La aterosclerosis está estrechamente relacionada con la inflamación y el síndrome metabólico, y la microbiota intestinal desempeña un importante papel amplificador en ese proceso. Explore la ciencia de cómo la microbiota intestinal se disbiosa
La aterosclerosis, principal factor de riesgo de enfermedad cardiovascular, se caracteriza por placas de colesterol en las paredes arteriales formadas a través de una compleja respuesta inmunoinflamatoria que implica macrófagos incrustados en la pared arterial que secuestran colesterol.
Las características distintivas de la aterosclerosis son:
- la inflamación;
- la asociación con los principales trastornos del síndrome metabólico, diabetes tipo 2, obesidad e hipertensión, todos ellos asociados con inflamación y todos ellos afectados por la microbiota intestinal.
La microbiota intestinal y los trastornos del síndrome metabólico
La aterosclerosis se asocia con los trastornos del síndrome metabólico: diabetes tipo 2, obesidad e hipertensión. La respuesta inflamatoria ante una condición disfuncional inicial es común a todos ellos.
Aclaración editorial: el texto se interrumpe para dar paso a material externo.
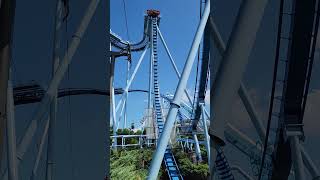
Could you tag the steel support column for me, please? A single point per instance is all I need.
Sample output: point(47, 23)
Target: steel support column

También es común a todos ellos una interacción con la microbiota intestinal, en la que los signos iniciales del trastorno modifican la composición de la microbiota intestinal, y esta a su vez favorece el desarrollo posterior del trastorno. (La relación entre la microbiota intestinal y la diabetes tipo 2 se trató en un artículo reciente del blog).
La microbiota intestinal y la inflamación
Al igual que ocurre con los trastornos del síndrome metabólico, el desarrollo de placas ateroscleróticas se asocia con cambios en la composición de la microbiota intestinal [2]. En sujetos con aterosclerosis existe una abundancia relativa de bacterias asociadas con inflamación, como Enterobacteriaceae y Streptococcus, y una disminución de bacterias productoras de ácidos grasos de cadena corta (SCFAs), como Roseburia intestinalis. Entre sus otras funciones biológicas, los SCFAs, especialmente el butirato, ayudan a mantener el revestimiento de la pared intestinal responsable de la transferencia selectiva de sustancias desde el intestino al torrente sanguíneo. Además, la bacteria Akkermansia muciniphila, íntimamente asociada con las células epiteliales y las uniones estrechas entre ellas en el revestimiento intestinal, también se encuentra reducida en la aterosclerosis.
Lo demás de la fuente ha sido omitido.